I have the following string:

'Well, I've tried to say "How Doth the Little Busy Bee," but it all came different!' Alice replied in a very melancholy voice. She continued, 'I'll try again.'

Now, I wish to extract the following quotes:

1. Well, I've tried to say "How Doth the Little Busy Bee," but it all came different!
2. How Doth the Little Busy Bee,
3. I'll try again.

I tried the following code but I'm not getting what I want. The [^\1]* is not working as expected. Or is the problem elsewhere?

import re

s = "'Well, I've tried to say \"How Doth the Little Busy Bee,\" but it all came different!' Alice replied in a very melancholy voice.

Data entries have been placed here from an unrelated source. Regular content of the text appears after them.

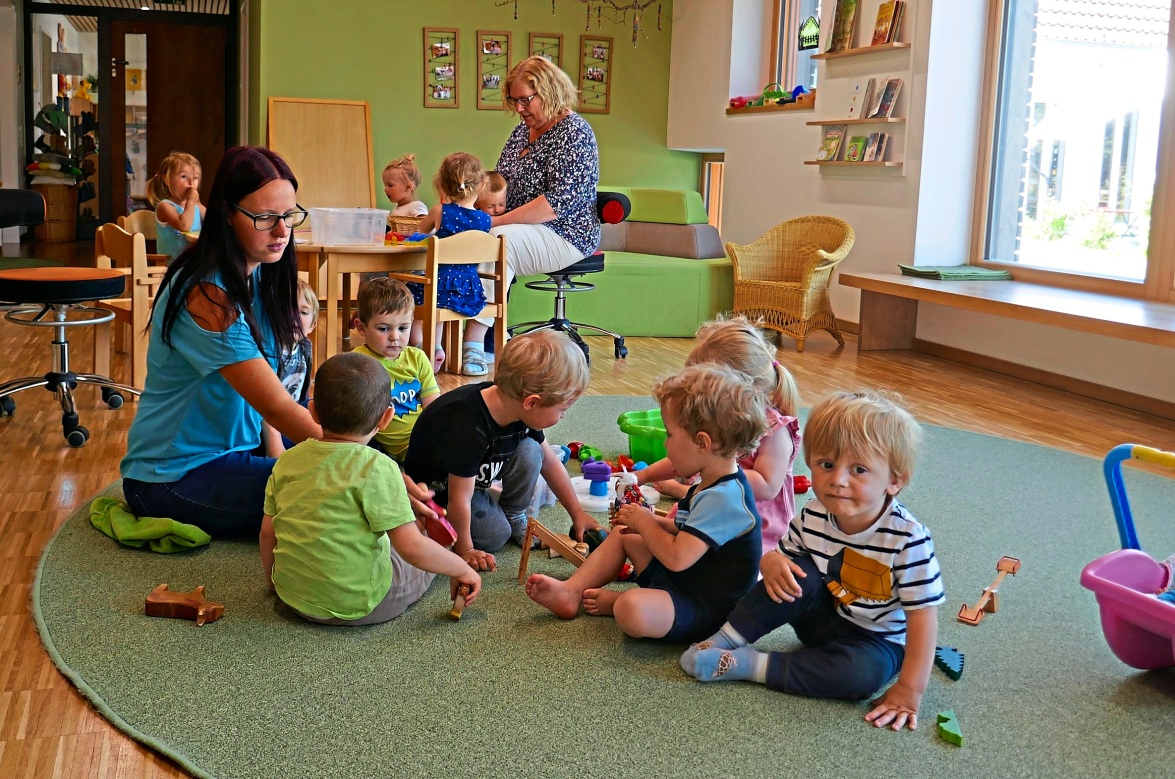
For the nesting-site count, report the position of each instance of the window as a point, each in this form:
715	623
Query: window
1076	136
797	24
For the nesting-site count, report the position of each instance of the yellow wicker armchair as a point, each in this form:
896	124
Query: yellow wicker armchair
783	277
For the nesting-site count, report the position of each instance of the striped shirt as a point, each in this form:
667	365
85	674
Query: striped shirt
877	573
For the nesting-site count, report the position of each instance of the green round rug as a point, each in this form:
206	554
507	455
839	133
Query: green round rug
510	691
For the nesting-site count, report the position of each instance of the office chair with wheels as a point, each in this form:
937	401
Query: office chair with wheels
612	209
54	297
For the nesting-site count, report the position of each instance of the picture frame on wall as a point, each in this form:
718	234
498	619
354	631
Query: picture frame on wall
492	66
549	45
441	67
595	74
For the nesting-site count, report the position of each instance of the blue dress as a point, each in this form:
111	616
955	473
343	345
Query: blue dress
458	287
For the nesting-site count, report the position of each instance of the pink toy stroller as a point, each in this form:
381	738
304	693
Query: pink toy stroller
1139	628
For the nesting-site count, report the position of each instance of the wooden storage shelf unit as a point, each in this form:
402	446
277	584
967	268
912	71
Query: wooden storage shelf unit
858	52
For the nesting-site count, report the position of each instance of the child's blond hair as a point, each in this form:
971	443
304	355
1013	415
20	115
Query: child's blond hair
159	188
460	176
716	400
861	423
405	168
737	342
350	394
546	363
383	295
306	295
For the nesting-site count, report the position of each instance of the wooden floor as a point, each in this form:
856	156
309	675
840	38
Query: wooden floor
48	730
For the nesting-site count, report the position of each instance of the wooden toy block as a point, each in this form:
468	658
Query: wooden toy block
949	660
989	600
458	603
182	605
948	727
559	543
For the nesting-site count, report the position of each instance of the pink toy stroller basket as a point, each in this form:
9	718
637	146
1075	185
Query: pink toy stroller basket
1139	628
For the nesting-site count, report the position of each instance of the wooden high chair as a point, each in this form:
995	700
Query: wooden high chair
471	247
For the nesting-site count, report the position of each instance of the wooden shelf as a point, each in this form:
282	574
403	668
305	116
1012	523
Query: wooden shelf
853	165
887	120
858	52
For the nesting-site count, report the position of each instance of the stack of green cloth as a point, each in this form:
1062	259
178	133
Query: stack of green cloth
954	273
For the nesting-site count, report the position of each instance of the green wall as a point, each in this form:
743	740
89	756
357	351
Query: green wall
371	49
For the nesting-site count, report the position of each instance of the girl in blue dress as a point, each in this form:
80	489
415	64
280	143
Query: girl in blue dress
458	287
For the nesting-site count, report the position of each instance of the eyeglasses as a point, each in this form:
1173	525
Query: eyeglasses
521	101
266	222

She continued, 'I'll try again.'"

for i, m in enumerate(re.finditer(r'([\'"])(?!(?:ve|m|re|s|t|d|ll))(?=([^\1]*)\1)', s)):
    print("\nGroup {:d}: ".format(i+1))
    for g in m.groups():
        print('  '+g)

Answer 1

If you really need to return all the results from a single regular expression applied only once, it will be necessary to use lookahead ((?=findme)) so the finding position goes back to the start after each match - see this answer for a more detailed explanation.

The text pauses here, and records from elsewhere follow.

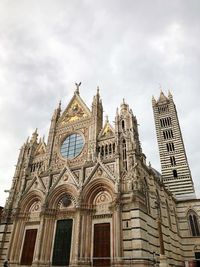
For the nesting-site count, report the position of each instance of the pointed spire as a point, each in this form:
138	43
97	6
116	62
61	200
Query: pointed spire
34	136
117	112
59	105
27	140
98	91
77	88
153	100
170	94
162	97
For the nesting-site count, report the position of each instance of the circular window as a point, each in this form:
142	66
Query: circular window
72	146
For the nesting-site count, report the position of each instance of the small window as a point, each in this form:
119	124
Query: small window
194	224
123	124
175	174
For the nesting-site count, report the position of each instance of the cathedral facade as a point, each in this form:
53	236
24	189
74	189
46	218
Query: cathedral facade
88	198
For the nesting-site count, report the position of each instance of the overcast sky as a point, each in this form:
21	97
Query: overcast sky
129	48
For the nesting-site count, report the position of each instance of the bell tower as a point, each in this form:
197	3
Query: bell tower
174	165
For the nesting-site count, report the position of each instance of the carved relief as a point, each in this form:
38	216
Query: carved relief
74	113
35	207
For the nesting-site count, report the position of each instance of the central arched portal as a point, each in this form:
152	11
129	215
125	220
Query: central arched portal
62	244
101	253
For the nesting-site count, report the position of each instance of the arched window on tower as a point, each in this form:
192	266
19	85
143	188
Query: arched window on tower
146	190
124	157
193	223
123	124
175	174
168	214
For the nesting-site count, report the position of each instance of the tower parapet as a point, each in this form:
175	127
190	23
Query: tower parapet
174	164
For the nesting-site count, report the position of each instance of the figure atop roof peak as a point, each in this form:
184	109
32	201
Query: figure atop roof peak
77	88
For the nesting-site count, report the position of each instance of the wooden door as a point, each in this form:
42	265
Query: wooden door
28	247
62	244
101	253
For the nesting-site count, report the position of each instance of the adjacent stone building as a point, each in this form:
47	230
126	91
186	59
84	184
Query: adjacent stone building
174	165
88	198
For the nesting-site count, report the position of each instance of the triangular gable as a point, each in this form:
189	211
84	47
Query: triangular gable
102	167
36	183
107	131
62	177
76	110
41	149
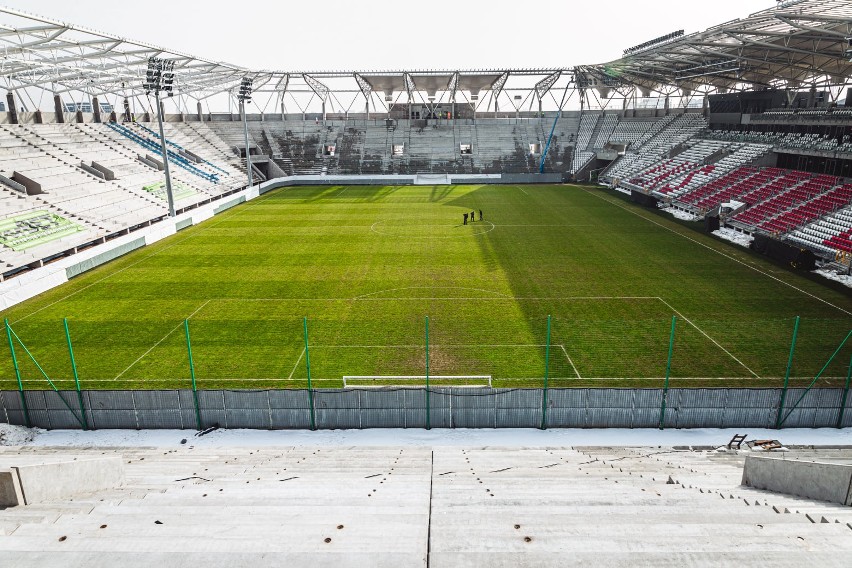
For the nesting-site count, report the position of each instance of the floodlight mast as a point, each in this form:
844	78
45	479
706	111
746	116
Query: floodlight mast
244	96
160	76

To prevent false matches, some clauses are also needed regarding the quotes that add complexity, e.g. the apostrophe in I've shouldn't count as an opening or closing quote. There's no single clear-cut way of doing this but the rules I've gone for are:

1. An opening quote must not be immediately preceeded by a word character (e.g. letter). So for example, A" would not count as an opening quote but ," would count.
2. A closing quote must not be immediately followed by a word character (e.g. letter). So for example, 'B would not count as a closing quote but '. would count.

Applying the above rules leads to the following regular expression:

(?=(?:(?<!\w)'(\w.*?)'(?!\w)|\"(\w.*?)\"(?!\w)))

Debuggex Demo

A good quick sanity check test on any possible candidate regular expression is to reverse the quotes. This has been done in this regex101 demo.

Answer 2

EDIT

I modified my regex, it match properly even more complicated cases:

(?=(?<!\w|[!?.])('|\")(?!\s)(?P<content>(?:.(?!(?<=(?=\1).)(?!\w)))*)\1(?!\w))

DEMO

It is now even more complicated, the main improvement is not matching directly after some of punctuation character ([!?.]) and better quote case separation. Verified on diversified examples.

The sentence will be in content captured group. Of course it has some restrictions, releted to usage of whitespaces, etc. But it should work with most of proper formatted sentences - or at least it work with examples.

• (?=(?<!\w|[!?.])('|\")(?!\s) - match the ' or " not preceded by word or punctuation character ((?<!\w|[!?.])) or not fallowed by whitespace((?!\s)), the ' or " part is captured in group 1 to further use,
• (?P<content>(?:.(?!(?<=(?=\1).)(?!\w)))*)\1(?!\w)) - match sentence, followed by same char (' or " captured in group 1) as it was started, ignore other quotes

It doesn't match whole sentence directly, but with capturing group nested in lookaround construct, so with global match modifier it will match also sentences inside sentences - because it directly match only the place before sentence starts.

About your regex:

I suppose, that by [^\1]* you meant any char but not one captured in group 1, but character class doesn't work this way, because it treats \1 as an char in octal notation (which I think is some kind of whitespace) not a reference to capturing group. Take a look on this example - read explanation. Also compare matching of THIS and THIS regex.

To achieve what you want, you should use lookaround, something like this: (')((?:.(?!\1))*.) - capture the opening char, then match every char which is not followed by captured opening char, then capture one more char, which is directly before captured char - and you have whole content between chars you excluded.